Telegraph.co.uk: Coleridge Goode, named for "Samuel Coleridge-Taylor, whose work, Hiawatha’s Wedding Feast, his father had recently conducted."


Coleridge Goode 
Photo: Jak Kilby / ArenaPAL
 
15 Oct 2015

Coleridge Goode, who has died aged 100, was a double-bass player who featured with distinction on the British jazz scene for almost 70 years; he was universally admired for his musical abilities, but equally for the grace and good humour with which he pursued the often trying career of a freelance musician.
Coleridge George Emmerson Goode was born in Kingston, Jamaica, on November 29 1914, the son of a church organist and choirmaster. He was named in honour of the composer Samuel Coleridge-Taylor, whose work, Hiawatha’s Wedding Feast, his father had recently conducted. As a child he studied the violin, but had no ambition to become a full-time musician.
At the age of 19 he travelled to Glasgow to study electrical engineering at the Royal Technical College, and went on to read for a degree at Glasgow University. There he first encountered jazz, any hint of which had been forbidden at home. He took up the bass in order to join in with local bands, and was soon in such demand that, in 1942, he abandoned his studies and set off for London.
Jazz thrived in the dives and clubs of war-time London. “The war got rid of all the stuffiness,” Goode wrote in his autobiography, and he was never out of work.

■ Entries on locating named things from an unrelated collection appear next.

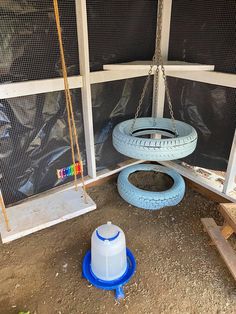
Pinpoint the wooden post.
[0,191,11,232]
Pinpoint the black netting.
[165,78,236,171]
[0,0,79,82]
[169,0,236,73]
[87,0,157,71]
[92,78,153,170]
[0,90,87,204]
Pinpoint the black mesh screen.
[165,0,236,170]
[87,0,157,71]
[165,77,236,171]
[169,0,236,73]
[92,77,153,170]
[0,90,87,204]
[0,0,79,82]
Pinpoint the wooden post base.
[201,203,236,280]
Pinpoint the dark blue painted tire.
[117,164,185,210]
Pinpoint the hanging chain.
[130,0,178,136]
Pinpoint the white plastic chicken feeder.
[83,221,136,298]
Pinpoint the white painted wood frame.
[152,0,172,118]
[0,0,236,216]
[75,0,96,178]
[223,129,236,195]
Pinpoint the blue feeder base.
[82,248,136,299]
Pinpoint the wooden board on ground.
[220,203,236,233]
[201,218,236,280]
[0,187,96,243]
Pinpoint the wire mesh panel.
[0,90,87,204]
[169,0,236,73]
[165,77,236,171]
[87,0,157,71]
[165,0,236,171]
[92,78,153,170]
[0,0,79,82]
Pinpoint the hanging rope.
[53,0,87,202]
[130,0,178,136]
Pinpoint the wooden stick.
[221,223,234,240]
[0,193,11,232]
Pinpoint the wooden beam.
[223,129,236,194]
[75,0,96,178]
[201,218,236,280]
[219,203,236,233]
[167,69,236,88]
[0,75,82,99]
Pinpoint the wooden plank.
[75,0,96,178]
[201,218,236,280]
[103,61,214,74]
[0,75,82,99]
[0,188,96,243]
[167,68,236,88]
[152,0,172,118]
[220,203,236,233]
[90,70,147,84]
[159,161,236,202]
[223,129,236,194]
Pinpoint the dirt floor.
[0,175,236,314]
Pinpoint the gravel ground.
[0,176,236,314]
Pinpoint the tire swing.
[112,0,197,210]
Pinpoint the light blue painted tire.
[117,164,185,210]
[112,118,197,161]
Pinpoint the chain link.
[130,0,178,136]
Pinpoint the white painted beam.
[75,0,96,178]
[90,70,150,84]
[167,69,236,88]
[223,130,236,194]
[159,161,236,202]
[0,76,82,99]
[0,188,96,243]
[152,0,172,118]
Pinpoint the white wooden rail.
[0,0,236,228]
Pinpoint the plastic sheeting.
[165,78,236,171]
[0,90,86,204]
[0,0,79,82]
[92,78,153,170]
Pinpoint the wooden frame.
[0,0,236,240]
[201,203,236,280]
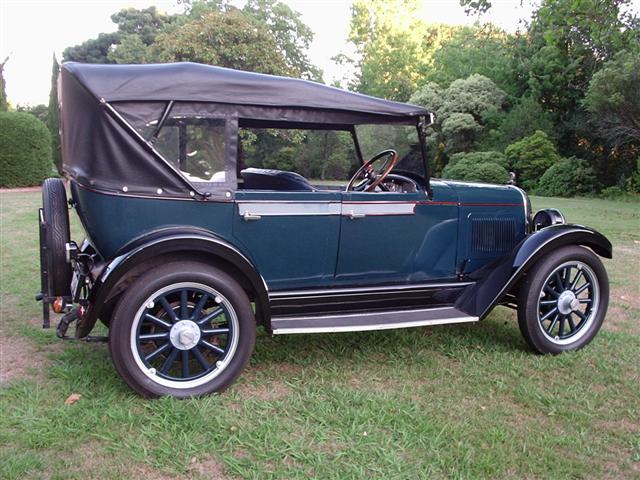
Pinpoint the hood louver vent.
[471,217,516,254]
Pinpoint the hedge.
[536,157,597,197]
[0,112,53,187]
[447,151,509,169]
[442,160,509,184]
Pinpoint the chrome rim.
[130,282,239,389]
[537,261,600,345]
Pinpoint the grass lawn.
[0,192,640,479]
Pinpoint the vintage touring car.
[38,63,612,397]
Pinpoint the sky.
[0,0,531,106]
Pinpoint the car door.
[233,190,341,290]
[336,182,458,284]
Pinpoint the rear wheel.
[42,178,72,297]
[518,246,609,353]
[109,262,255,397]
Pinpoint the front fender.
[456,224,613,319]
[76,228,270,338]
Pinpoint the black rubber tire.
[42,178,72,297]
[109,261,256,398]
[518,246,609,354]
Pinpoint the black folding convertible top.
[63,63,429,117]
[58,62,430,196]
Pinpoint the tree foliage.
[448,151,509,169]
[349,0,455,101]
[536,157,597,197]
[505,130,560,190]
[424,24,522,95]
[442,159,509,184]
[63,7,178,63]
[242,0,322,80]
[0,112,52,187]
[584,50,640,147]
[0,57,9,112]
[45,53,62,166]
[153,9,287,74]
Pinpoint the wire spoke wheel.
[537,261,600,345]
[130,282,238,388]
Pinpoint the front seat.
[240,168,316,192]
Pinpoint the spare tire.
[42,178,72,297]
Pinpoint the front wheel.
[109,262,256,397]
[518,246,609,354]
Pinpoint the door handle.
[242,212,262,222]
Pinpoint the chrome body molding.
[237,201,341,217]
[271,307,479,335]
[269,282,475,299]
[237,201,417,220]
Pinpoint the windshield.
[356,125,425,178]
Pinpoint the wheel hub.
[558,290,580,315]
[169,320,201,350]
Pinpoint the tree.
[409,74,507,160]
[522,0,640,127]
[152,8,289,74]
[63,7,178,63]
[505,130,560,190]
[536,157,597,197]
[460,0,492,16]
[0,112,51,187]
[349,0,452,101]
[16,104,49,125]
[424,24,522,95]
[62,32,120,63]
[583,50,640,148]
[46,53,62,168]
[242,0,322,81]
[483,95,557,150]
[0,57,9,112]
[442,157,509,183]
[439,74,507,122]
[442,113,482,153]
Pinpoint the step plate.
[271,307,478,335]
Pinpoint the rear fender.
[456,224,613,319]
[76,228,270,338]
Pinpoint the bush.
[536,157,596,197]
[504,130,560,190]
[442,113,482,152]
[447,152,509,169]
[0,112,53,187]
[442,159,509,184]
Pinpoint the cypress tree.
[0,57,9,112]
[47,52,62,170]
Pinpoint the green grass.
[0,193,640,479]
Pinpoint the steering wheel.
[346,149,398,192]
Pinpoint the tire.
[518,246,609,354]
[42,178,72,297]
[109,261,256,398]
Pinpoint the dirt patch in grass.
[0,335,51,385]
[602,304,640,335]
[189,457,233,480]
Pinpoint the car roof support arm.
[416,114,433,200]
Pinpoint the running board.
[271,307,478,335]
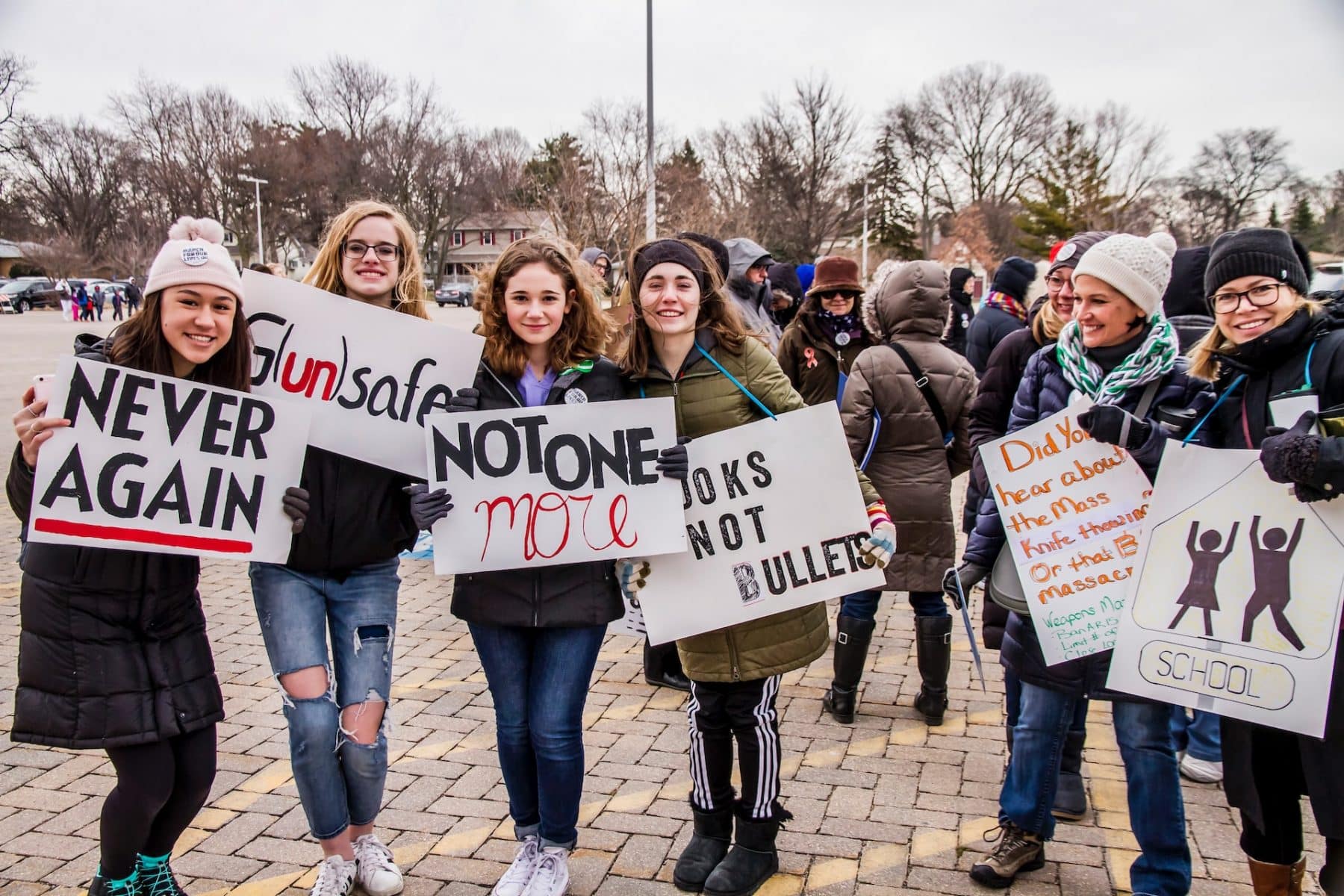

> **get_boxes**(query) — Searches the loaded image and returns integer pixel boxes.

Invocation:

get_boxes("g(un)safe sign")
[1107,442,1344,738]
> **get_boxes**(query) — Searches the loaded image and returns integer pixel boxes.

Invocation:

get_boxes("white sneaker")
[312,856,359,896]
[523,846,570,896]
[355,834,403,896]
[1180,753,1223,785]
[491,837,541,896]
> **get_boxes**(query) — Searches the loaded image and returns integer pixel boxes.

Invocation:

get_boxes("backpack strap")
[887,343,953,447]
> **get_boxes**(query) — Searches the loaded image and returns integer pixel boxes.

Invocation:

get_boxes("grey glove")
[402,482,453,529]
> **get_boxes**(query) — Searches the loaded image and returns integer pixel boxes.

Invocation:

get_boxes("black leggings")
[102,724,215,880]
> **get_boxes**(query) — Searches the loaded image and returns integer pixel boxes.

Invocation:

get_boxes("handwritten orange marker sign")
[980,400,1151,665]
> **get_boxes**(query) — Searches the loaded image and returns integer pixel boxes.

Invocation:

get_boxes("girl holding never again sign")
[413,237,687,896]
[249,202,427,896]
[958,234,1213,896]
[5,217,306,896]
[1191,227,1344,895]
[617,239,895,896]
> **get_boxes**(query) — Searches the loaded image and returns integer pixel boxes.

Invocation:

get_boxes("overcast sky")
[0,0,1344,176]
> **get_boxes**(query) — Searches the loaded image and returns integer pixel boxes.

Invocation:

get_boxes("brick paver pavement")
[0,309,1321,896]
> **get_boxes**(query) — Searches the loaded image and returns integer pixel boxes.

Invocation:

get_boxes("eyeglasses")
[1213,287,1285,314]
[341,239,402,262]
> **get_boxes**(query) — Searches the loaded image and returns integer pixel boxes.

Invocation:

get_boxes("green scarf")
[1055,311,1179,405]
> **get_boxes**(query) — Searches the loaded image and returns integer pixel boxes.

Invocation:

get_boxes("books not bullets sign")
[243,270,485,478]
[426,390,685,575]
[28,358,309,563]
[978,399,1152,665]
[1107,442,1344,738]
[638,402,900,644]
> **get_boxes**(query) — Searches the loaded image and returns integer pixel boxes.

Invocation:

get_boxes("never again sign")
[426,399,685,575]
[28,358,309,563]
[640,402,899,644]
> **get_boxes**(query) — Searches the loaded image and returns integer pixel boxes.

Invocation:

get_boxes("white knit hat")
[1074,234,1176,320]
[144,217,243,299]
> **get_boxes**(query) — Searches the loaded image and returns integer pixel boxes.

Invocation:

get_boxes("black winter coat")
[965,346,1213,701]
[966,308,1027,379]
[452,358,625,629]
[965,326,1054,650]
[1210,300,1344,839]
[5,343,225,750]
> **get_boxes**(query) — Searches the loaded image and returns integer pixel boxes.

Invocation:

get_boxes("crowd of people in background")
[7,187,1344,896]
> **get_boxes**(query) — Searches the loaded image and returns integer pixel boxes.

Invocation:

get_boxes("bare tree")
[919,62,1055,205]
[1180,128,1295,242]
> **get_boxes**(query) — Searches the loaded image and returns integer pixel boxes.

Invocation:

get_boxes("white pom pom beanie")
[144,217,243,301]
[1074,234,1176,320]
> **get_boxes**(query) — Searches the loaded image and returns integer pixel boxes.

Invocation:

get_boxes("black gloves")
[402,482,453,529]
[1260,411,1334,503]
[447,388,481,414]
[655,435,691,481]
[1078,405,1153,449]
[279,485,309,535]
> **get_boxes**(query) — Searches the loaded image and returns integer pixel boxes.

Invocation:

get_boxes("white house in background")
[429,211,555,279]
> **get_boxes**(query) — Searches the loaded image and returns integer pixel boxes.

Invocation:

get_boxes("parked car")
[0,277,60,314]
[434,282,476,308]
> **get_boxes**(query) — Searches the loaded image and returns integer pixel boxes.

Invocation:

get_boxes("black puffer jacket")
[965,346,1213,701]
[452,358,625,629]
[5,340,225,750]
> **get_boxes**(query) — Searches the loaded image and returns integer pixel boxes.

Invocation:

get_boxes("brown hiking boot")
[971,821,1045,889]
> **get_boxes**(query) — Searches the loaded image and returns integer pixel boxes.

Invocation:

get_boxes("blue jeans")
[998,681,1191,896]
[247,558,402,839]
[1172,706,1223,762]
[840,591,948,622]
[467,623,606,849]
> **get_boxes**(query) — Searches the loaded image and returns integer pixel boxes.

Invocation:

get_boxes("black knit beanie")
[989,255,1036,302]
[1204,227,1312,305]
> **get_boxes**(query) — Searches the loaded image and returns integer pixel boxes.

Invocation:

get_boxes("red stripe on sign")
[32,517,252,553]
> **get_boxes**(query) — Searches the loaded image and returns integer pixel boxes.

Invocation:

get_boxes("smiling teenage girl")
[414,237,685,896]
[5,217,304,896]
[250,202,427,896]
[618,239,895,896]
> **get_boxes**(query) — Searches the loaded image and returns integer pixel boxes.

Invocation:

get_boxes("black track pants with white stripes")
[685,676,780,819]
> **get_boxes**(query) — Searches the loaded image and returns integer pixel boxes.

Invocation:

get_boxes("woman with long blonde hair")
[249,200,427,896]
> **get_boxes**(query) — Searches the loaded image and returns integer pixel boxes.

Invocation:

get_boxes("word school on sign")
[30,358,308,559]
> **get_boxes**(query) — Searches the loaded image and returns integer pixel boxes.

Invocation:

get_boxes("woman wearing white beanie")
[958,234,1213,896]
[7,217,308,896]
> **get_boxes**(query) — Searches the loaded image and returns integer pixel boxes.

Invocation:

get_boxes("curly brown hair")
[108,290,252,392]
[621,239,765,379]
[474,237,615,376]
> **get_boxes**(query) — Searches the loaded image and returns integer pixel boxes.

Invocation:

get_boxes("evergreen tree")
[852,124,921,259]
[1016,121,1119,255]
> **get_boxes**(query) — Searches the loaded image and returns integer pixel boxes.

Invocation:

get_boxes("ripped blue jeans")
[247,558,400,839]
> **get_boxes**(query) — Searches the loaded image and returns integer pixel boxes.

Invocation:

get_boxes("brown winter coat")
[778,296,872,405]
[629,329,877,681]
[840,262,976,591]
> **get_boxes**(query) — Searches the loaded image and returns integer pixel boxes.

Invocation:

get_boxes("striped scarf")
[1055,311,1177,405]
[980,293,1027,323]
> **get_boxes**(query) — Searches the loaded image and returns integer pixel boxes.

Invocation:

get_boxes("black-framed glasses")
[341,239,402,262]
[1211,287,1287,314]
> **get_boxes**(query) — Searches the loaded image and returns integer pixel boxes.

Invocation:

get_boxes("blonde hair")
[474,237,615,376]
[304,199,429,320]
[1189,287,1324,383]
[1031,298,1068,345]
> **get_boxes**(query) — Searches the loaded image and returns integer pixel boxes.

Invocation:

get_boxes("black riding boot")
[821,617,877,726]
[644,639,691,691]
[915,615,951,726]
[704,815,780,896]
[672,807,732,893]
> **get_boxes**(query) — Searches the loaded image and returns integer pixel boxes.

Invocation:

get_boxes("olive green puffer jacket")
[629,329,880,681]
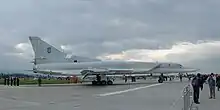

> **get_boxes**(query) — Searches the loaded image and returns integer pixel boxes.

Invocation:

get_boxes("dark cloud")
[0,0,220,72]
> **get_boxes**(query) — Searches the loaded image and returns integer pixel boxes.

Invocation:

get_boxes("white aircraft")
[29,36,198,85]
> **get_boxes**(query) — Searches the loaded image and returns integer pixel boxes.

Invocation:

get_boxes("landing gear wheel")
[101,80,107,85]
[158,79,163,83]
[96,81,102,85]
[107,80,113,85]
[92,81,97,85]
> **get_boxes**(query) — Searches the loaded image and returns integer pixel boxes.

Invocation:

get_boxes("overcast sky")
[0,0,220,72]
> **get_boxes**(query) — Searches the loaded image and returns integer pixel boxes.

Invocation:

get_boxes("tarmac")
[0,80,217,110]
[196,84,220,110]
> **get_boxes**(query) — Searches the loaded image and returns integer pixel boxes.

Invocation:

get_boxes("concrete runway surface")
[0,81,187,110]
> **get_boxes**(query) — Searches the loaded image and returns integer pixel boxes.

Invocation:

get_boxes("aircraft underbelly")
[152,68,197,73]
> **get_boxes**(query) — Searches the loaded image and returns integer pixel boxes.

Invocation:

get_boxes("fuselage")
[38,61,196,73]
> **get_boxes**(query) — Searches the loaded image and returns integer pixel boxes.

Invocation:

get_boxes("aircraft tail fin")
[29,36,68,64]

Among the bands he played with was a trio consisting of the pianist Dick Katz, the guitarist Lauderic Caton and himself on bass. The group later became part of the original Ray Ellington Quartet.
In 1944 he married Gertrude Selmeczi, a Jewish refugee from Vienna whose family were of Hungarian origin. Their marriage was to last 70 years, until her death in June this year. It was the subject of a Radio Four programme in a series on long and successful marriages.
In 1946 Goode played for the reunion of Stéphane Grappelli, who had been in London throughout the war, and Django Reinhardt, who had been in occupied France. He remembered Django carrying on an animated conversation in French with Gertrude, while sitting on their sofa and dandling their two-year-old daughter, Sandy, on his knee.
Always a dedicated tinkerer in matters electrical and electronic, Goode built his own television set from scratch and constructed one of the earliest effective bass amplifiers. This he combined with a microphone, which enabled him to sing and play simultaneously, after the style of the American bassist Slam Stewart.